Friday, 13 January 2012

Tea Leaf & Magic Bean

For All the Tea in China is a novelisation of the adventures of the Victorian botanist/plant hunter, and my ancestor, Robert Fortune. Covering his second, illegal trip into the Chinese hinterland this time he's is trying to steal the secrets of the coveted Green & Black Teas of China which are still highly prized and, at the time, a cornerstone of the Chinese economy. Fortune's search of seeds, saplings and Tea expertise was at the behest and expense of the East India Company, the very model of a ravenous, brutal corporate monster. The book pads out his dramatic and tense encounters with locals, pirates and warlords with plenty of social and historical background. Fortune comes across as a determined, passionate man who had no shortage of gumption but as much as he seems to admire the Chinese themselves he doesn't appear to understand or acknowledge much awareness (or maybe sympathy) for China's people and their cultural/political situation. There is one moment however, during his trip into the Wu Yi mountains, bowed over by the beauty of the landscape and the generosity of the monks that helped him, that he shows a more humane side. The writing is good, if a little unremarkable, and it's certainly a much easier read than Fortune's own memoirs of the time but it's the events & escapades of the main character that drive this book. I'm obviously a little bias but I really enjoyed it, a nice, interesting slice of history.
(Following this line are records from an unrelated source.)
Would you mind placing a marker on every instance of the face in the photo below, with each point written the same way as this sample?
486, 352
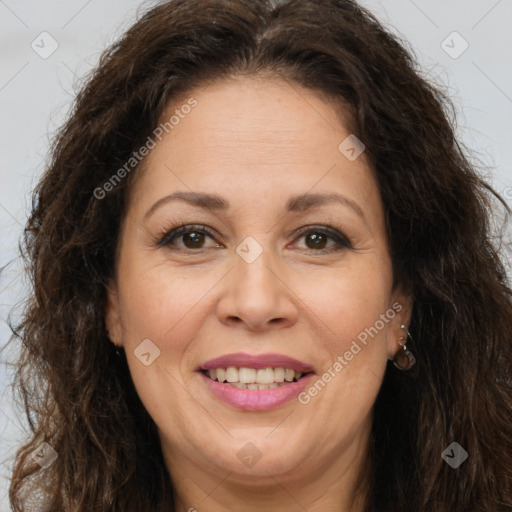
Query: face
286, 268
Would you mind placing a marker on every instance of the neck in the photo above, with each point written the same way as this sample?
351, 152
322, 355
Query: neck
339, 483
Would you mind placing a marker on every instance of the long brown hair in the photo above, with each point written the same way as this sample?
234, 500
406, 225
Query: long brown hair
78, 395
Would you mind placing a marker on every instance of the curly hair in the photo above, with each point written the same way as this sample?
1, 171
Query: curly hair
79, 397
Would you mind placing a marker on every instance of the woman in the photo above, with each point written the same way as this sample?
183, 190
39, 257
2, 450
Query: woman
251, 212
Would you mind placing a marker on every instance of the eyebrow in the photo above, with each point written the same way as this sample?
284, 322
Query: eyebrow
300, 203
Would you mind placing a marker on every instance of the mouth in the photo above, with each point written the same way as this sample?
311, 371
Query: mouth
252, 378
258, 382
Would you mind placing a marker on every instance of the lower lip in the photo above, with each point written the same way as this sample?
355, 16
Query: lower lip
256, 399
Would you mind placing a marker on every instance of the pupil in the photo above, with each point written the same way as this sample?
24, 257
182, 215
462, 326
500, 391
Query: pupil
193, 237
318, 240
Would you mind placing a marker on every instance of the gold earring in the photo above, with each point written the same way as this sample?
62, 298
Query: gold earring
404, 359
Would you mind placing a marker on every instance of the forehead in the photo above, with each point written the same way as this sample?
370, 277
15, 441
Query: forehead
250, 138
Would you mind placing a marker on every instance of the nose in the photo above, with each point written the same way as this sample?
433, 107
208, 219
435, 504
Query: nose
258, 294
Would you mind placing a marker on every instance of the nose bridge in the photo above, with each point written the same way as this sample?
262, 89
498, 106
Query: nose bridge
256, 265
255, 294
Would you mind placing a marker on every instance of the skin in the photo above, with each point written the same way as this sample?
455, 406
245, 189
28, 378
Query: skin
256, 142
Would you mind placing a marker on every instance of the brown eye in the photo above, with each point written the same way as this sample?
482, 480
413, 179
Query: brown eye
193, 239
316, 240
190, 237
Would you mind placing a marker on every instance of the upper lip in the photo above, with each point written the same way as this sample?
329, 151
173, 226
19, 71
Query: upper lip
257, 361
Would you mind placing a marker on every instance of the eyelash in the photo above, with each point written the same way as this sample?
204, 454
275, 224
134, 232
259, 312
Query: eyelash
342, 242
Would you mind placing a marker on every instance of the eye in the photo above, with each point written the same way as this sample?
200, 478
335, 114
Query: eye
317, 238
192, 237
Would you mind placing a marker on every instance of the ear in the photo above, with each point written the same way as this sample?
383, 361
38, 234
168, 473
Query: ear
112, 315
401, 304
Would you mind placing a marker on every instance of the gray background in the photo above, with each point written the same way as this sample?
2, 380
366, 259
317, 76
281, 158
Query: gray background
35, 94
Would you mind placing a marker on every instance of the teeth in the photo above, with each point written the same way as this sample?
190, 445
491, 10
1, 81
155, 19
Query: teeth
288, 375
250, 378
238, 385
265, 376
221, 374
232, 374
279, 375
247, 375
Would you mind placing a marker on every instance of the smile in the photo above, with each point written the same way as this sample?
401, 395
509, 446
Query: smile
243, 381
The Anatomist is another enjoyable tale of scientific discovery this time set in Renaissance Italy and about a man with a quite different passion. Mateo Colombo was a highly regarded physician of the era and after becoming smitten with a prestigious whore sets about finding a way to codify and manipulate female passions and during the process, stumbles onto a patient that reveals the existence of "Amor Veneris" aka the clitoris. There's less social/cultural scene setting than in For All... and the narrative is considerably more involved, reading almost like a novel but author Frederico Andahazi's light prose dances through the colourful story of Colombo's discovery, imprisonment & subsequent trial. There's a lots of laughs and a little tragedy along the way as well as the expected sex, death and politics and it's a fascinating & thoroughly entertaining read.